PAMR1 expression was reported to be frequently lost in BC tissues and cell lines70,71. In line with these findings, we observed down-regulation of PAMR1 in BC patients compared to normal breast tissues. Additionally, we showed that up-regulation of PAMR1 in BC patients was notably correlated with longer OS. PROS1 acts as a ligand of the TAM receptors. Abnormally high expression of PROS1 has been reported to be involved in tumorigenesis and the development of human cancers, including oral squamous cell carcinoma, glioblastoma, papillary thyroid carcinoma, prostate, and colorectal cancer72–76. According to the available literature, PROS1 expression and prognostic significance in BC are still unknown. In the current study, we identified that PROS1 expression was decreased in the BC patients compared to normal samples. In addition, we found that high expression of PROS1 was notably associated with longer OS. It was reported that down-regulation of SCARA5 is implicated in BC tumorigenesis via promoter methylation77. Similarly, You et al. revealed that BC tissues displayed lower SCARA5 expression than para-carcinoma tissues and significantly exhibited a correlation with histological grade, tumor size, and lymph node metastasis78. In line with these findings, we identified that SCARA5 expression was significantly decreased in BC tissues and that conferred worse OS in BC cohorts.

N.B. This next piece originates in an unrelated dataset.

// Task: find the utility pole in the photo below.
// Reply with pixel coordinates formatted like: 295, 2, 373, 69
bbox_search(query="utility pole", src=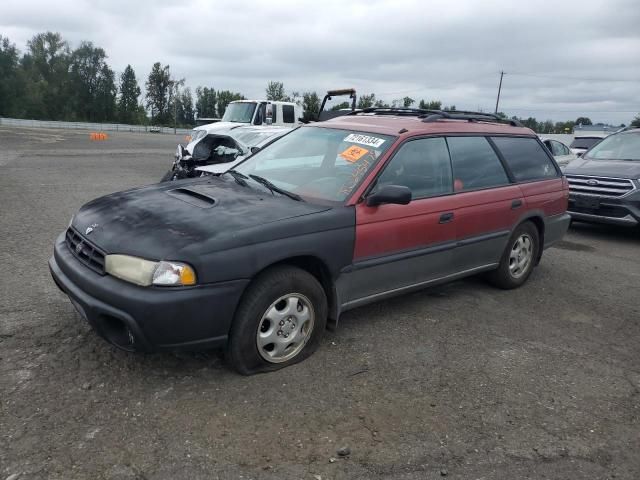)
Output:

SDPR, also known as CAVIN2, is reported to be down-regulated in BC tissues and cell lines79–85, and its expression level correlated with the tumor stage84. It was previously demonstrated that decreased level of SDPR was remarkably associated with poor OS83,84, RFS, and DMFS81, representing the prognostic potential of SDPR in BC81,84. Dong et al. found a reduction in TGFBR3 expression during BC progression and determined that decreased expression of TGFBR3 was associated with unfavorable RFS. They provided evidence that loss of TGFBR3 expression induces BC invasion and metastasis86. He et al. also reported that low expression of TGFBR3 was associated with a worse OS87, which is in line with our finding. TSHZ2 was proposed to act as a tumor suppressor in BC88, and lower expression of TSHZ2 leads to mammary tumorigenesis89. We observed significant down-regulation of TSHZ2 in the four subtypes of BC patients compared to the normal breast samples that was corrrelated with worse OS.

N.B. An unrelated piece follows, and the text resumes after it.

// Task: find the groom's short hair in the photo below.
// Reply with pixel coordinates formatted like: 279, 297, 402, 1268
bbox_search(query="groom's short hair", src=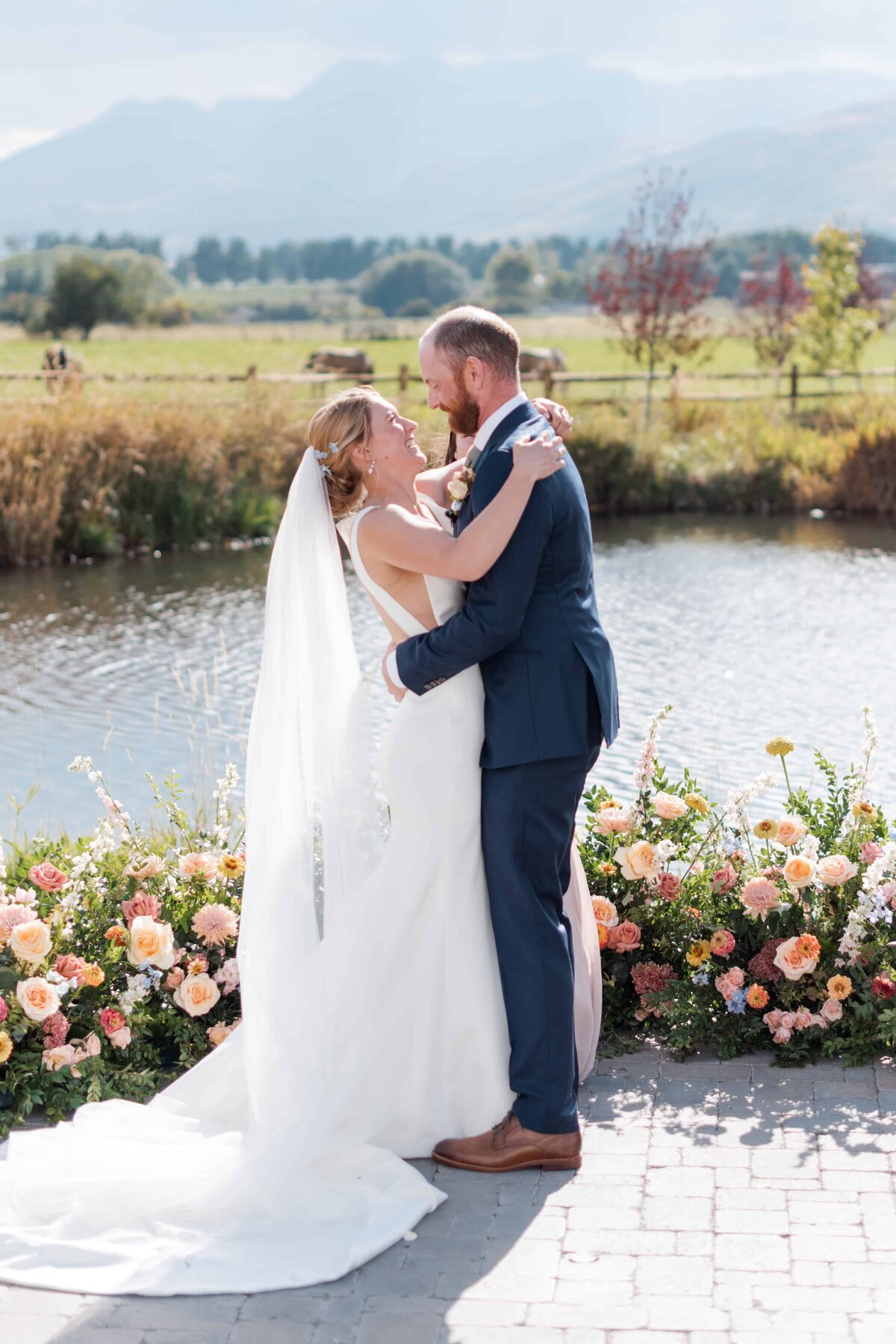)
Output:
423, 304, 520, 378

In summary, we conducted bioinformatics analysis to identify key core and specific genes among the BC subtypes and evaluate their potential prognostic values. Although further experimental studies are required to validate our findings, the current study provides a new perspective into the molecular characteristics of each subtype of BC and might help to select precision prognostic biomarkers in different BC subtypes in the future.